If we can leave you with one New Year’s resolution, it is to not be afraid of challenging CMS, when warranted.   Tower will certainly continue to so on your behalf in 2020.

May you have a warm and wonderful holiday and all the best in the new year. 

New Guide to Medical Treatment After Settlement

December 13, 2019

graphic of Tennessee state outlined in trees

The Tennessee Bureau of Worker’ Compensation recently published the “30-Minute Guide to Medical Treatment after Settlement.”  Tower’s Chief Compliance Officer Dan Anders was a significant contributor to the guide, along with Ametros’ Dorothy Holland and Humana’s Brian Bargender, CRSP. 

An educational resource for the state’s injured workers who are deciding whether to settle the medical portion of workers’ compensation claims, the guide covers: 

  • Lifetime medical benefits vs. closed medical benefits
  • How future medical costs are calculated
  • Settlement negotiations
  • Workers’ Compensation Medicare Set-Asides (WCMSAs)
  • Self-Administration vs.

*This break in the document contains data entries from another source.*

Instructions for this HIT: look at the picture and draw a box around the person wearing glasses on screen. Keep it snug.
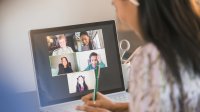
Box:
[80,31,96,51]
[77,0,200,112]
[52,34,74,56]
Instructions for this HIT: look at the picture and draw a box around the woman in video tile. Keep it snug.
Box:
[85,52,105,71]
[76,75,88,92]
[80,31,96,51]
[58,57,73,75]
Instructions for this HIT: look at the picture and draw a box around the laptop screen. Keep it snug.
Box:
[30,20,124,107]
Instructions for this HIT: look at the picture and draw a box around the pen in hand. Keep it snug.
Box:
[92,65,100,104]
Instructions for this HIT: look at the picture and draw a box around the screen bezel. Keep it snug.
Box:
[30,20,125,107]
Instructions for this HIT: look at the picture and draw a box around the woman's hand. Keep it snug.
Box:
[78,92,115,112]
[76,105,111,112]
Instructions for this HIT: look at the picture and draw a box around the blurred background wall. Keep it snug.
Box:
[0,0,142,92]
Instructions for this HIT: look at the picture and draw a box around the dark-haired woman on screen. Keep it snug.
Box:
[76,75,88,92]
[58,57,73,75]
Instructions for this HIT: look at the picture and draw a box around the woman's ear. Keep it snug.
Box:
[191,0,200,17]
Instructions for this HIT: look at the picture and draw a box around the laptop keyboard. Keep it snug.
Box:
[40,92,128,112]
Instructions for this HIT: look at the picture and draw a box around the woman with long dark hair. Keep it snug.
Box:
[80,31,95,51]
[58,57,73,75]
[77,0,200,112]
[76,75,88,92]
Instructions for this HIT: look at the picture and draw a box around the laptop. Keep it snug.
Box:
[30,20,128,112]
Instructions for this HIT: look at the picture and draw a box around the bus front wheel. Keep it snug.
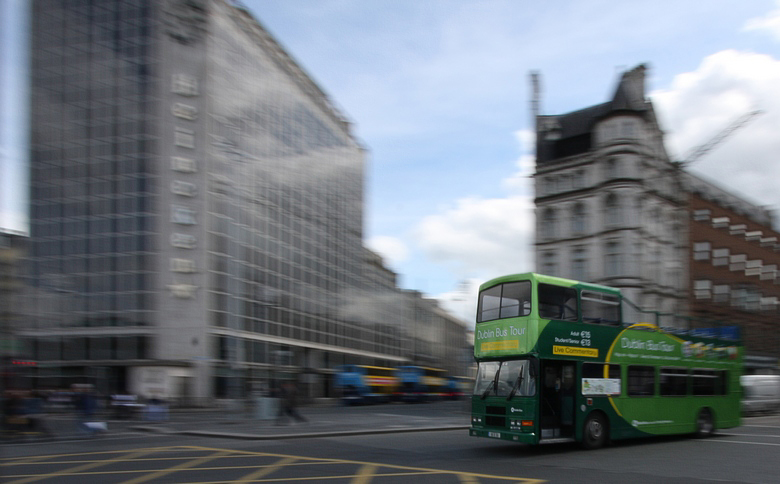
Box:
[696,408,715,437]
[582,413,609,449]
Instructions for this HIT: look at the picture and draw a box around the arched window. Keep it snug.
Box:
[604,240,623,277]
[540,208,558,239]
[571,247,588,281]
[604,157,620,180]
[542,252,558,276]
[604,193,622,227]
[571,202,587,235]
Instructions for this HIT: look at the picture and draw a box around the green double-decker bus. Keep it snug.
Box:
[469,273,743,449]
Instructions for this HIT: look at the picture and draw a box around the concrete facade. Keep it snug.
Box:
[17,0,466,401]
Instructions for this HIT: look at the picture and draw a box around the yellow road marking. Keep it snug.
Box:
[233,457,298,483]
[10,449,154,484]
[0,446,547,484]
[458,474,479,484]
[352,464,377,484]
[116,450,230,484]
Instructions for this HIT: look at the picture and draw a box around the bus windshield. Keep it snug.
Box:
[474,359,536,400]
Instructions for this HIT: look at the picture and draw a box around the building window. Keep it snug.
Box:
[693,280,712,299]
[171,233,197,249]
[571,247,588,281]
[171,205,198,225]
[712,284,730,303]
[571,202,586,235]
[712,249,729,267]
[761,264,777,281]
[173,128,195,148]
[171,180,198,197]
[171,74,198,96]
[542,252,558,276]
[761,296,777,311]
[604,242,622,277]
[604,158,620,180]
[171,103,198,121]
[572,170,585,190]
[712,217,729,229]
[693,242,711,260]
[693,208,710,222]
[171,156,198,173]
[171,259,195,273]
[541,208,558,239]
[761,237,777,247]
[745,259,764,276]
[604,193,621,227]
[729,254,747,271]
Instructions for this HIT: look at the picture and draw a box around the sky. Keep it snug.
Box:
[243,0,780,321]
[0,0,29,235]
[0,0,780,321]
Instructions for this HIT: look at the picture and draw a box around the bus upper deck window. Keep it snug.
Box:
[477,281,531,323]
[539,284,577,321]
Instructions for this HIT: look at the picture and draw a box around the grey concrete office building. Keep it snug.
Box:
[20,0,465,398]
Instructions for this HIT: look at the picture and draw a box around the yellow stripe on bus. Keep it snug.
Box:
[480,339,520,351]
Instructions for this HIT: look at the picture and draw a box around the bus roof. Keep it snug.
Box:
[479,272,620,295]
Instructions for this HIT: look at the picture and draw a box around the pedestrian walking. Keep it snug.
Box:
[276,382,308,425]
[23,391,54,437]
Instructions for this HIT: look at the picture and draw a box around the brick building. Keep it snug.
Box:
[685,174,780,372]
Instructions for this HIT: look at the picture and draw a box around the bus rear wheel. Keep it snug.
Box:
[696,408,715,438]
[582,413,609,450]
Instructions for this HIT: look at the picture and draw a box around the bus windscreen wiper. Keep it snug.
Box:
[506,366,524,400]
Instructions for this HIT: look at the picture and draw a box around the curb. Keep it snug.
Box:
[130,425,470,440]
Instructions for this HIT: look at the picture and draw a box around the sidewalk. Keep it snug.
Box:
[0,401,470,444]
[129,402,469,440]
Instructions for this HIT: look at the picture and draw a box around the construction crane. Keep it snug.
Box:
[678,109,764,168]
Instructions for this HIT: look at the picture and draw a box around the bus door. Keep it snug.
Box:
[539,360,576,439]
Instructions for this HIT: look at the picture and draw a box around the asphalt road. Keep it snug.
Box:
[0,403,780,484]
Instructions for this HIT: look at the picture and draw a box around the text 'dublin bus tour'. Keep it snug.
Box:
[470,274,743,448]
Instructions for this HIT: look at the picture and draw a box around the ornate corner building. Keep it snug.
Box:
[532,65,780,372]
[534,66,687,325]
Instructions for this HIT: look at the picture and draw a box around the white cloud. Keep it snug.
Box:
[743,1,780,41]
[366,235,409,267]
[651,50,780,206]
[436,279,485,327]
[414,196,534,280]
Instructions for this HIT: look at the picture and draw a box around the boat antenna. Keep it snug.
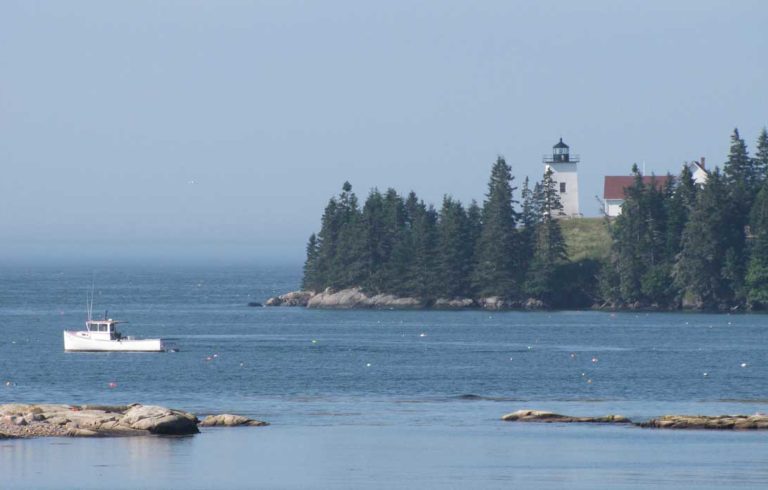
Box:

Professional Administration of post-settlement medical funds

Designed to help injured workers better understand open lifetime medical benefits and the consequences of closing their workers’ compensation claims, the guide helps injured workers carefully consider their options and make informed decisions. The 19-page PDF is available at https://www.tn.gov/content/dam/tn/workforce/documents/injuries/30MinuteGuidetoMedicalTreatmentafterSettlement.pdf

CMS to Hold Town Hall on Medicare Conditional Payment Matters

December 9, 2019

Red Medicare button on a keyboard to illustrate Medicare conditional payment.

The Centers for Medicare and Medicaid Services (CMS) recently announced a town hall “to discuss common Commercial Repayment Center (CRC) NGHP ORM Recovery topics.”  The town hall will be held on Tuesday, January 14, 2020 (There is a typo in CMS’s announcement which lists 2019) at 1:00 PM ET.  The notice can be found here.

When CMS says NGHP, it is referring to Non-Group Health Plans, namely conditional payment recovery in workers’ compensation, liability and no-fault claims.  Further, ORM, refers to the acceptance of Ongoing Responsibility for Medicals which is reported through the Section 111 Mandatory Insurer Reporting in process. 

CMS’s notice provides little detail of what is to be discussed except for stating, “(t)he format will be opening remarks by CMS followed by a brief presentation, and then questions and answers with the audience.”  We encourage anyone involved in Medicare conditional payment recovery, especially in WC and no-fault matters where ORM is regularly reported, to attend the town hall and also be ready with any questions.  You can also submit questions prior to the town hall to COBR-NGHP-Comments@cms.hhs.gov.

Tower will provide a summary and key takeaways from the town hall call after its conclusion.

Magic Number Remains $750 for Medicare Conditional Payment Recovery

December 3, 2019

chart, dollars and a fountain pen illustrating conditional paument recovery threshold post

In a 11/26/2019 Alert, the Centers for Medicare and Medicaid Services (CMS) announced that the 2020 recovery threshold for liability, no-fault and workers’ compensation settlements will remain at $750. Accordingly, Total Payment Obligations to the Claimant, TPOCs, in the amount of $750 or less are not required to be reported to CMS through the Section 111 Mandatory Reporting process, nor will CMS attempt to recover conditional payments for TPOCs of this amount (The threshold does not apply to liability settlements for alleged ingestion, implantation or exposure cases).

By way of background, pursuant to the SMART Act of 2012, CMS is required to annually determine a threshold amount such that the cost of collection does not outstrip the amount recovered through such collection efforts. CMS’s calculations, which can be found here, resulted in the $750 threshold being maintained.

Practical Implications

As CMS is keeping the $750 threshold for mandatory reporting and conditional payment recovery there are no changes to the reporting processes or determinations as to when conditional payments should be investigated or resolved.